I read somewhere that fathers gives children a sense of spontaneity. They give children the art of taking risk, expect the unexpected and to live life on the edge. Father’s would rough house with their children, throwing them high in the air (sometimes not noticing if there’s a ceiling fan above them), and love to scare the living crap out of them. As a mother, when my husband does these things, I’m like, “Don’t do that you might hurt him,” or “I do think he’s old enough to play with that”, or the “Stop you’re going to drop him.” Does this faze my husband? Nope not one bit. His thing is, “If it wasn’t for fathers, kid’s lives would be boring with rules and no fun.” Yes, I married a cocky, did I say very cocky man.
This past four of July weekend, my husband brought some fireworks so the kids can have fun. There’s something about lighting up things and hearing them boom, crack, and pop makes me nervous. Maybe I’m being too much of a mother but that sounds dangerous to me. On the fourth, my husband and my mother in laws companion lit up the fireworks so The Don and Bambino can enjoy them. The Don was so excited that he wanted to run over to the fireworks to look at them. I had to make sure he stayed away and explain to him that he could get burned if he goes near.
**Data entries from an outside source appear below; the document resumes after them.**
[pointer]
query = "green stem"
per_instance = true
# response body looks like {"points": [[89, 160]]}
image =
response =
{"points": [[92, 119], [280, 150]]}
The Don was getting the sparkles, the golden showers, the little colorful fireworks that looked like candles, the glitter and the bigger ones that I can’t remember the names of and they lit it all.
“More fireworks please?” The Don said.
“We’ll get some next time.” My husband said and on the sixth of July he brought some more.
What was scary about this fireworks display is that my husband let The Don light some fireworks. The nervousness and anxiety I felt was a little overwhelmed. ‘He’s not ready to light them. He might burn his hand, fingers, face, or his whole body could catch on fire! What is wrong with my husband?’ But The Don didn’t light them by himself; my husband had me light it up with him. Not only The Don might get burnt, Mama will get burnt too. But since I wouldn’t allow myself to get burnt, I wouldn’t let The Don get burnt either. So we lit the firework with a lighted incense and the way those fireworks went. The fireworks popped, sparkled, crackled; spitting out glowing lights in the air. It was a beautiful sight. The Don had fun lighting them and so did I. Every time we lit a firework, we ran back to the steps to watch it go. My husband even had Bambino light up a few. Now, I was adamant about not having Bambino lighting any because you never know what could happen. It could be a dud firework and could blow up in Bambino’s face. But my husband was careful and Bambino came out unscathed.
If you had been reading my blog you probably know that my husband is the laid back, take it as it comes, risk taker parent; while I’m the cautious, sometimes overprotective, think things through parent. There are times that things need to be thought out and you have to be cautious and there are times that you just have to live in the moment and take chances. The kids had fun, my mother in law had fun, and drill sergeant mama relaxed a little and had fun too. It was nice to see what is like to view the world in the mind of my husband but I don’t think I would like to stay there. That man is crazy! Our parenting styles balance each others out and I think the kids would be well rounded because of it.